Composed of five lines of text that stretch out into interconnected yet disparate strands in three-dimensional space, the sculpture refuses to be distilled into a singular meaning. There is neither a clear order nor a clear narrative to the text written on the metal girders, manifesting an aesthetic that Garnet tells us "is not didactic and does not come to resolution." Instead, the artist called the sculpture "a critical and humorous take on the underlying existential worries of everyday life."
Reading out the sculpture's text, Garnet recites the lines: FROM ONE NARRATIVE TO THE NEXT / IF NOT TOMORROW TOMORROW / LUCKY ENOUGH TO FLY INTO THE FLAME / SLOWLY SURELY DISAPPEARING / FOLLOWED BY MOMENTS OF EQUILIBRIUM.
Tucked away just west of Yonge Street amidst the preserved heritage properties that front the 48-storey Hariri Pontarini-designed tower, the sculpture's location also lends it a particularly polyvalent presence in Toronto's streetscape. Neighboured by one of the largest facade retention projects in Canadian history, Artifacts of Memory implicitly complicates—and enriches—the politics of heritage preservation.

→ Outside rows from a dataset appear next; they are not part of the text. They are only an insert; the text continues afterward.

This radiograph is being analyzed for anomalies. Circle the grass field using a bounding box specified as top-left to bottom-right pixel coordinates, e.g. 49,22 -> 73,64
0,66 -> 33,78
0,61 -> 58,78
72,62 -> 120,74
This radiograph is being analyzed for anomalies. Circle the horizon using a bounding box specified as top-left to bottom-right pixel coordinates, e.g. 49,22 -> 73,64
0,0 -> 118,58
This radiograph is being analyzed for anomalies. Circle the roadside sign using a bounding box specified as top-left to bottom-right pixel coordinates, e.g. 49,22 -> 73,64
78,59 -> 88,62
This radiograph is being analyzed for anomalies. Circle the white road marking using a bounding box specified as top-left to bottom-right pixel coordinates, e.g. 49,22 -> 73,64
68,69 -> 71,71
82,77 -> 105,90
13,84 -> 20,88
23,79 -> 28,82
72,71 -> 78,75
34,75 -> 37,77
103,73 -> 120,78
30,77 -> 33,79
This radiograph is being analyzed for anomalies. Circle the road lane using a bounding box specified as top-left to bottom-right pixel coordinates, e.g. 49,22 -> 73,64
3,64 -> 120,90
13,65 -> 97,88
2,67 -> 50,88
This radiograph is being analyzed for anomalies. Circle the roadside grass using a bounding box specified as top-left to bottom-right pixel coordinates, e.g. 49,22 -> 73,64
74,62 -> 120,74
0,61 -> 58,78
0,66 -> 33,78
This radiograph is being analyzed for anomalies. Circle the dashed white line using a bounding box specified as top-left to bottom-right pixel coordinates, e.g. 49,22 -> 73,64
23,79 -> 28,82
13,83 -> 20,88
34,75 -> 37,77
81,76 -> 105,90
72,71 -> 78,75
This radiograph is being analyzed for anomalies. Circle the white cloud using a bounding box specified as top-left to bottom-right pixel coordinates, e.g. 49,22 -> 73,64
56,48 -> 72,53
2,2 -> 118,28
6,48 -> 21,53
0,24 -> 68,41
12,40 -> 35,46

The sculpture reminds us that history does not flow forward as a singular and certain narrative, but as an amorphous cacophony of voices. Here, the text that we usually read left to right also goes up, down, and sideways. "It challenges our thinking about history and heritage," the artist tells us.
With the installation of the sculpture, the developers' large-scale and almost unprecedented heritage preservation on the site is met by a commitment to creating what Councillor Kristyn Wong-Tam characterized as "an intellectually challenging space." Preserving architecture does not entail a straightforward restoration of the past, or an elegantly absolute correction of decades of neglect. For Garnet, this is merely one of the stories we tell. One narrative among many.
To celebrate the sculpture's unveiling, Garnet was joined by MOD Developments' Gary Switzer, Graywood's Gabe Dimartino, Art Strategies Inc.'s Irene Szylinger, and Ward 27's Kristyn Wong-Tam. The party gathered beneath the metal sculpture on the cold Thursday morning for a group picture as a row of photographers lined up to capture the group. Yet, as if to underscore the playful complexity of Garnet's work, the reality of urban life interfered as David 'Zanta' Zancai suddenly took the stage.
Through a barage of push-ups and garbled obscenities, the well-known Downtown 'performer' abruptly turned the occasion on its head. Standing up to join the assembled party, Zancai then took his place in front of the sculpture, gesturing wildly as others stood smiling at the cameras.
It wasn't exactly pretty, but then again, 'pretty' is hardy the right word to describe the sculpture either. And it's hardly the right word to describe the messy and unpredictable beauty of urban life.